Recent legal and political developments in Canada on same-sex "marriage" are enlightening for the American constitutional debate. Canada shares a number of important characteristics with the United States. It has a complex federal system, activist courts, and evolving public opinion on questions related to homosexuality. And on the issue of homosexual rights, Canada is a nation on the leading edge of change.
In 1999, Canadian law enshrined the traditional definition of marriage as between a man and a woman.1 This definition was supported by the Canadian people and was passed overwhelmingly by the Canadian Parliament. By early 2005, legislation was introduced in Parliament that would enact a new definition of marriage that includes same-sex couples. By late June, the legislation had passed in the House of Commons by a vote of 158 to 133.
One thing is clear from this development: Triggered by a series of court decisions, Canadian law and political attitudes have changed with remarkable speed. The rapidity and nature of these changes offer lessons for American legislators.

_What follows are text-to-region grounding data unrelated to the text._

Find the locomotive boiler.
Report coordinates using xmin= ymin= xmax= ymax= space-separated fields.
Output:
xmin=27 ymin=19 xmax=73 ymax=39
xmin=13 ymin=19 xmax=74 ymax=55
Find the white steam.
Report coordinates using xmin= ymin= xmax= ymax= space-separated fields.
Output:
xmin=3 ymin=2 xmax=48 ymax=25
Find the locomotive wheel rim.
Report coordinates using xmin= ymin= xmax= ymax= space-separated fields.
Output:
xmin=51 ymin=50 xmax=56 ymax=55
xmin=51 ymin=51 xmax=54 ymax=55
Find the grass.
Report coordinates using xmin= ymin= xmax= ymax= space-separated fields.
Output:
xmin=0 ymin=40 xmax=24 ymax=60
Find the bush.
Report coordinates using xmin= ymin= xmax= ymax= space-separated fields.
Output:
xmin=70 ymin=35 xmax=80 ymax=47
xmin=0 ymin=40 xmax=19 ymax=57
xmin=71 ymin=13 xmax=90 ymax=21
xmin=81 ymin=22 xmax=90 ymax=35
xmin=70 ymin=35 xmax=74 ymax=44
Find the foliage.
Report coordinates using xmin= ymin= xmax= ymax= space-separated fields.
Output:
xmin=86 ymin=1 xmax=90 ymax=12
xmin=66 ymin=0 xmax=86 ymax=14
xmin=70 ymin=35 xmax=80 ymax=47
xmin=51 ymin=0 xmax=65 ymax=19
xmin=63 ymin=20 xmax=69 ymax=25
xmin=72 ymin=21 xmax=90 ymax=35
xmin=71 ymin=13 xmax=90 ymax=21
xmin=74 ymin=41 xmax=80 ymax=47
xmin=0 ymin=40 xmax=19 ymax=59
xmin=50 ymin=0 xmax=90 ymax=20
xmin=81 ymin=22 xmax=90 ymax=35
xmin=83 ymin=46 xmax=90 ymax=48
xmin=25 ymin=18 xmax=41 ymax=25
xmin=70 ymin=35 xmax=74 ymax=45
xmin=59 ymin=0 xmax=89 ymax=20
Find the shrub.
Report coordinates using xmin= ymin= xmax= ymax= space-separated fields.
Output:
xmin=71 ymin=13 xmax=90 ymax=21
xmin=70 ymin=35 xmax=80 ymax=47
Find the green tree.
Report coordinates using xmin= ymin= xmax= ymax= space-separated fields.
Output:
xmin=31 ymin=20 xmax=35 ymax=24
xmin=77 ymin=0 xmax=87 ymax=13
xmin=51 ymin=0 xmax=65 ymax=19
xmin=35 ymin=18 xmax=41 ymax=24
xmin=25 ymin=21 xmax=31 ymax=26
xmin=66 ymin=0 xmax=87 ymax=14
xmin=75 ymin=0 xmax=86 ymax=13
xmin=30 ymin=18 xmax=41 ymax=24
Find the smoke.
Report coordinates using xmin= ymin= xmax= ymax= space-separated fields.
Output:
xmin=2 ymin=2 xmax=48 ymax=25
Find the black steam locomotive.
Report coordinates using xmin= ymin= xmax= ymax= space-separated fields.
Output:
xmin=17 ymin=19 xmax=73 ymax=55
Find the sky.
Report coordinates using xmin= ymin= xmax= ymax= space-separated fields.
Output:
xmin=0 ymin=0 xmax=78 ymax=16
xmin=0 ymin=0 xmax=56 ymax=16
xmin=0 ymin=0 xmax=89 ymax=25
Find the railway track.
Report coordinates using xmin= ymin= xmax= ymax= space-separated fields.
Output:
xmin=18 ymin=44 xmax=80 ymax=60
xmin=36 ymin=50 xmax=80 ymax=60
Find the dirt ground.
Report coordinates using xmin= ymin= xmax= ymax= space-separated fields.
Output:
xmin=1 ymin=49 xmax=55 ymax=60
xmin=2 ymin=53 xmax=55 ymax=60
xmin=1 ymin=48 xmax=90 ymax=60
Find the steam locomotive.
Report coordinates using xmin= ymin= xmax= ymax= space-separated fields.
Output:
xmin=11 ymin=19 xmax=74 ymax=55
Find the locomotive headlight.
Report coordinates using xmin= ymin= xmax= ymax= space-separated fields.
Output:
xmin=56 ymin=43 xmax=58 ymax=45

This paper concentrates on several matters. First, it offers a brief overview of the Canadian constitutional system to place the Canadian developments in context. Second, it summarizes recent Canadian court decisions on same-sex marriage. Third, it examines changes in Canadian law, spurred by these judicial decisions. Fourth, it looks at Canadian public opinion on same-sex marriage, which is not markedly different from U.S. public opinion. Finally, it points to the implications and lessons of the Canadian developments for the United States and offers suggestions to Members of Congress who wish to prevent a similarly rapid imposition of same-sex marriage in the United States.